BRUXELLES – La crise financière mondiale a d’ores et déjà souligné les forces et les faiblesses de l’Union européenne. En l’absence de l’euro, les ondes de choc de la débâcle financière de septembre et d’octobre se seraient étendues aux marchés des changes, provoquant des tensions qui auraient retardé l’intégration politique et économique de plusieurs décennies, voire mis en péril l’ensemble du projet européen.

Sur une note nettement moins positive, les États membres de l’UE ont tardé à agir de concert. Dans un premier temps, c’est surtout la Commission européenne qui a été critiquée pour ne pas avoir soumis de proposition pour rassembler les gouvernements et les décideurs nationaux. Aujourd’hui, ce sont les États membres qui résistent à la nécessité urgente d’une réponse politique concertée face à une crise qui va s’aggravant.

La rapidité et la sévérité du ralentissement économique sont de loin les plus sérieuses de toutes les contractions des  dernières soixante années.

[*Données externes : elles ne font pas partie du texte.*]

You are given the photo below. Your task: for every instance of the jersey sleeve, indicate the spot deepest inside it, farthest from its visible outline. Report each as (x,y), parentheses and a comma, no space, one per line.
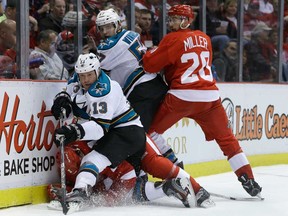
(166,54)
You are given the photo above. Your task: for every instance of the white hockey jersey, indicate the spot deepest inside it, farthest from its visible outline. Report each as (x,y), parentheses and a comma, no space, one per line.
(120,55)
(103,106)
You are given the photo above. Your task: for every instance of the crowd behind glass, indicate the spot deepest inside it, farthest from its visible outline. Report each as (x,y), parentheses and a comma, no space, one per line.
(53,31)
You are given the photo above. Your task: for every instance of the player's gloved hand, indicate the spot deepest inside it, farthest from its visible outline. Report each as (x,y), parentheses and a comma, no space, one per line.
(69,133)
(61,101)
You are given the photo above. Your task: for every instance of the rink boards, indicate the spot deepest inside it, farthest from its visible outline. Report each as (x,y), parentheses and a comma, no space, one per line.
(258,114)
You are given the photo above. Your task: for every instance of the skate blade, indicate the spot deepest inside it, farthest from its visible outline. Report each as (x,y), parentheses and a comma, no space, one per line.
(191,198)
(54,205)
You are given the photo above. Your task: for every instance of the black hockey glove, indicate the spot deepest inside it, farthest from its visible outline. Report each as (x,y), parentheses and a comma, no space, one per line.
(61,101)
(68,133)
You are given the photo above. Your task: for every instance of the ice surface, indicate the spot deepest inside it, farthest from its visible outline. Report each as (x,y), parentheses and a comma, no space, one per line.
(273,179)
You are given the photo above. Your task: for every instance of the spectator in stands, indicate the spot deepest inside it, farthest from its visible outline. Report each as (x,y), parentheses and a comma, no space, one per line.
(8,38)
(7,68)
(265,6)
(151,5)
(144,23)
(65,50)
(39,9)
(53,20)
(121,6)
(251,17)
(50,65)
(230,16)
(226,62)
(216,29)
(286,21)
(260,56)
(10,10)
(284,55)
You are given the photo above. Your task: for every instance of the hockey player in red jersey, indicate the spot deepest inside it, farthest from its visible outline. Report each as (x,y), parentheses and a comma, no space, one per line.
(186,57)
(120,185)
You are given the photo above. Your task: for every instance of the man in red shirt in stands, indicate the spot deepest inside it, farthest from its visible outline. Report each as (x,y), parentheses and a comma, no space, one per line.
(186,57)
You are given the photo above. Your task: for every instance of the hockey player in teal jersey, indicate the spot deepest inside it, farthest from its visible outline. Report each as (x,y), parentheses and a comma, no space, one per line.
(120,55)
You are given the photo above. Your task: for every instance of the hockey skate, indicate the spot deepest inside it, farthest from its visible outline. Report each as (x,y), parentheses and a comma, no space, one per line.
(79,199)
(203,199)
(182,190)
(250,185)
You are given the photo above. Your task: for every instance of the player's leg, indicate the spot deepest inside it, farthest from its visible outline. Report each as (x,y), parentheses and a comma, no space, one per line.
(169,112)
(116,146)
(214,123)
(160,167)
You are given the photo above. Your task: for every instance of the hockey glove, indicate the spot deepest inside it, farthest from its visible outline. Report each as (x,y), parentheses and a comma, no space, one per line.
(68,133)
(61,101)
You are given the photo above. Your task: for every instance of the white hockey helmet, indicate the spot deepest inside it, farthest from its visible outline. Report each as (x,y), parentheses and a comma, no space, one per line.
(108,16)
(87,63)
(70,19)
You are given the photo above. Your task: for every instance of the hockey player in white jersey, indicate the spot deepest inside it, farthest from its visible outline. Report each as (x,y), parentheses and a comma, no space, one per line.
(120,55)
(108,119)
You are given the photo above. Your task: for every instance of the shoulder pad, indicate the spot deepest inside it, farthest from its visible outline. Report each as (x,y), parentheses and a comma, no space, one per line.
(73,79)
(101,87)
(111,41)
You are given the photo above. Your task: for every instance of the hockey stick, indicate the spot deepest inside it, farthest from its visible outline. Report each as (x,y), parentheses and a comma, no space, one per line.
(237,198)
(62,171)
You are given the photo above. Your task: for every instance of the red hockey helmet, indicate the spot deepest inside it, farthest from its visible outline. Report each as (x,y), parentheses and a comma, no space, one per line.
(181,10)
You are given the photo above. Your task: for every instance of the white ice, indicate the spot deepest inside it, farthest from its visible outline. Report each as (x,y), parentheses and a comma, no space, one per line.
(273,179)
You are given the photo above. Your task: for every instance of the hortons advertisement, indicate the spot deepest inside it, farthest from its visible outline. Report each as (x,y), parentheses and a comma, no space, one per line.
(257,115)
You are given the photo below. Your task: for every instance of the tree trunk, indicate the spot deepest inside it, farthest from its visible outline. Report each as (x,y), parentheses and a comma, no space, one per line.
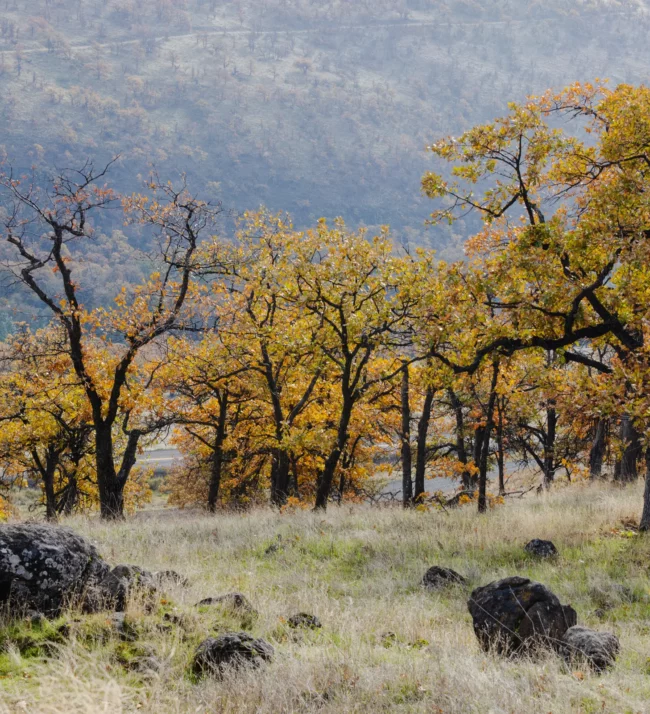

En Europe, nous avons pour l’essentiel négligé les signaux d’alerte de la crise des prêts hypothécaires à risque américains lorsqu’elle s’est produite à la fin de l’été 2007, et n’avons donc pas été préparés à l’étape suivante de la crise lorsqu’elle s’est étendue aux banques européennes. La leçon à retenir est que l’UE doit réagir avec plus de rapidité et de détermination qu’elle ne la fait jusqu’à présent.

Dans toute l’Union européenne, les citoyens demandent, « Que fait l’Europe pour répondre à la crise ? ». La réponse est « pas assez et de loin » et le prix politique à payer risque d’être élevé lors des élections parlementaires européennes de l’été prochain.